Jalil seems to be broadly popular in the east of the country, praised for breaking with Qaddafi and for what Libyans say were efforts to make the justice system a little more independent and fair.

“He’s experienced and respected,” says Omar Edrissi, a doctor at Benghazi’s recently renamed “Martyrs Hospital” who worked 24-hour shifts tending to casualties during the worst of the fighting here a week ago. “Most importantly, his hands aren’t stained with blood.”

Anxiety tempers joy

There was a palpable shift in mood in Benghazi today, from optimism and joy at the prospect that Qaddafi would fall at any moment, to a growing anxiety that he continues to hang on to Tripoli.

At the courthouse that serves as the revolution's headquarters here, angry young men gathered at the entrance trying to push their way inside. Both here in Benghazi and in Al-Baida, untrained young men have been urging provisional leaders to send militias to join the fight in Tripoli. But it remains uncertain whether untrained militias could run the gauntlet of Sirte, a stronghold of Qaddafi loyalists.

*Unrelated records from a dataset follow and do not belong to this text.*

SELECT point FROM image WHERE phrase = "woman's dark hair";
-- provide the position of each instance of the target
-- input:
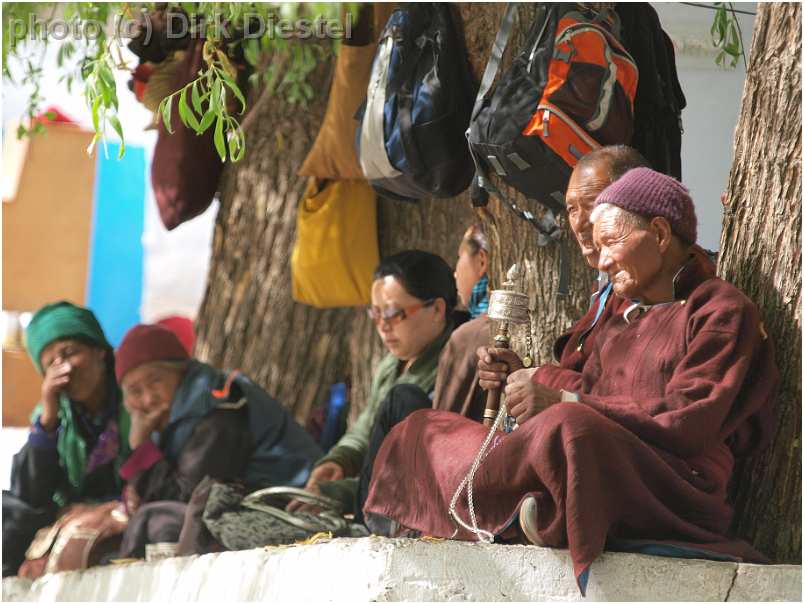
(423, 275)
(476, 239)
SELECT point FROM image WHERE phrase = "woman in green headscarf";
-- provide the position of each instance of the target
(79, 430)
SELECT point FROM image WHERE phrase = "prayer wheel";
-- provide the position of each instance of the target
(507, 307)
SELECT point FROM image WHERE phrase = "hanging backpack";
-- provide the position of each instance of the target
(411, 143)
(570, 90)
(659, 99)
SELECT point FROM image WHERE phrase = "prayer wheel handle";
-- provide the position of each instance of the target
(501, 340)
(508, 307)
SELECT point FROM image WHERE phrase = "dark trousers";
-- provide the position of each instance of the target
(402, 400)
(20, 523)
(155, 522)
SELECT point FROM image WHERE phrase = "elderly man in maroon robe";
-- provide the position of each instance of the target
(638, 446)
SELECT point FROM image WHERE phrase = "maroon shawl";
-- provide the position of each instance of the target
(667, 400)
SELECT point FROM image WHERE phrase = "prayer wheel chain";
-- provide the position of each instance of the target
(482, 535)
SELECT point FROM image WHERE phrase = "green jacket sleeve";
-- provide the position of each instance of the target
(351, 448)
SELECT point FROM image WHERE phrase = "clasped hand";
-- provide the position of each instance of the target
(523, 397)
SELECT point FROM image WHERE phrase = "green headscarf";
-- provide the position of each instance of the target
(60, 321)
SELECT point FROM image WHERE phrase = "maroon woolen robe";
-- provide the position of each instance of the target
(457, 387)
(666, 401)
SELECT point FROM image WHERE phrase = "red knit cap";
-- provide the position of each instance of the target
(649, 193)
(147, 344)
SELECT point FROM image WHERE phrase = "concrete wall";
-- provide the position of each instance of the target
(375, 569)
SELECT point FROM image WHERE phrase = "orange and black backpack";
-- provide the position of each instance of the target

People in the courthouse said they were worried about “spies” for Qaddafi infiltrating the site. And some were wondering if Qaddafi could make good on his threats of civil war.

In Tripoli and Zawiya, residents were getting a taste of what that could be like. Zawiya is said to be ringed by Qaddafi’s forces. In Tripoli, much of the city is gripped with panic as Qaddafi’s forces patrol the streets.

One woman reached by phone in Tripoli said she hasn’t left the house in a day and that people are being indiscriminately shot by Qaddafi’s forces, though this could not be independently confirmed.